Un monólogo sobrecogedor

“Marica” escrito, interpretado y dirigido por Pepe Cibrián Campoy. Teatro El Cubo, Zelaya 3053.

Por

Un intenso haz de luz ilumina una silla ubicada en el centro del vasto escenario, único objeto que lo habita. De pronto, entra un hombre vestido con ropas blancas y descalzo, con un fajo de papeles en las manos. Se sienta, mira al espectador y comienza a hablar. No habrá música o sonido incidental, solo la voz que enuncia palabras, el cuerpo en movimiento y la expresión gestual.
Desde sus orígenes milenarios, el teatro consiste en alguien que acciona con un propósito determinado, mientras es observado por un semejante. Nada más, ni nada menos. Esa liturgia íntima que luego, a lo largo de los siglos mutó en diferentes formas, algunas muy provocadoras, aún hoy sigue siendo la esencia básica del hecho escénico.
Lo curioso y llamativo es quien lleva adelante este destacado soliloquio: Pepe Cibrián Campoy, el mayor referente de la comedia musical en la Argentina. Justamente el creador de la legendaria “Aquí no podemos hacerlo”, el rotundo éxito de “Drácula” o la reciente “Excalibur”, entre tantos otros títulos. Caracterizado por dirigir elencos numerosos y entusiastas (de donde surgieron grandes figuras del espectáculo vernáculo y hasta internacional), enfundados en ornamentados trajes y rodeados de sofisticados dispositivos escenográficos y lumínicos, esta vez opta por elegir un bienvenido ascetismo visual.

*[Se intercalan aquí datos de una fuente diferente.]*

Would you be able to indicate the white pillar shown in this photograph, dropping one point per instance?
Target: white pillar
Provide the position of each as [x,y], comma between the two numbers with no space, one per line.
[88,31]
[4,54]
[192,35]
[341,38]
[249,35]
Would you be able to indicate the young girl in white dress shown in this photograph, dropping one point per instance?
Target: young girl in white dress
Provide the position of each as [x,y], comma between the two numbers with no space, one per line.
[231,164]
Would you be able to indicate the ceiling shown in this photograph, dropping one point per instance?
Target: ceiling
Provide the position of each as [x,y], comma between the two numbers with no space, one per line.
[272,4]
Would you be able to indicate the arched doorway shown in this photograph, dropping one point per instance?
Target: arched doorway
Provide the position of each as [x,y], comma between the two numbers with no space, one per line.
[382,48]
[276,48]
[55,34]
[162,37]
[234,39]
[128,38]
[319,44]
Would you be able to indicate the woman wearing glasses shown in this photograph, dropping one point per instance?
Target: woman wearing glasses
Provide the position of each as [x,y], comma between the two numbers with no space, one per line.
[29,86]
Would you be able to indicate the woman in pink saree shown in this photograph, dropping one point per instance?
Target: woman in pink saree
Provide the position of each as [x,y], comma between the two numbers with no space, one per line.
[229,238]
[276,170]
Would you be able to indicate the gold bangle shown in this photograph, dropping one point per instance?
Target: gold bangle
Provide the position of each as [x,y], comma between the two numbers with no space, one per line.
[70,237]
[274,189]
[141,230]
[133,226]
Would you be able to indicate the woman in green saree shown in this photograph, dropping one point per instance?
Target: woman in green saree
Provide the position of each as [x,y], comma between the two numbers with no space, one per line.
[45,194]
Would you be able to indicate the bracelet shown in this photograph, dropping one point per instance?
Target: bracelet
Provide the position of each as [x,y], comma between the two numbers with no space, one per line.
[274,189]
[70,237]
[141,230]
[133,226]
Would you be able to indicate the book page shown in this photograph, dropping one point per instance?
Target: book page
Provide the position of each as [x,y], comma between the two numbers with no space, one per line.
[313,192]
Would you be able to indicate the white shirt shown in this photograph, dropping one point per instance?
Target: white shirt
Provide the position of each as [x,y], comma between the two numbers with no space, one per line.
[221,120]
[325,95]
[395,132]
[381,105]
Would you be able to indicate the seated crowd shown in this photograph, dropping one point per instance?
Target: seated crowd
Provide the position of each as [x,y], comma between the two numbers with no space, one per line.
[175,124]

Alrededor de la trágica figura de Federico García Lorca (1898-1936), el poeta ibérico y homosexual asesinado por el ejército franquista durante la Guerra Civil Española, en la tercera década del siglo XX, construye la base de un monólogo sobrecogedor.
No solo al darle voz al granadino, sino al convocar a las presencias de sus padres, su asesino, y su amigo el pintor Salvador Dalí. Apenas le basta modificar un matiz verbal, la postura física o la mirada, para mutar de un personaje a otro, en cuestión de segundos y de forma admirable. Hasta el caer de las hojas a su alrededor, esas que por momentos lee, crea un efecto de despojo y desolación conmovedor.
Cibrián Campoy pasa del susurro al rugido y del cinismo a la misericordia, porque detrás de los hechos verídicos que relata, se erige una denuncia que no perdió un ápice de vigencia: la discriminación del diferente. A la pasmosa facilidad de extirpar al desigual de la sociedad, confronta la dignidad del pensamiento libre y hasta el orgullo de mirar la muerte con los ojos abiertos.
Una propuesta infrecuente, necesaria, de este multifacético y ecléctico artista de la mejor estirpe.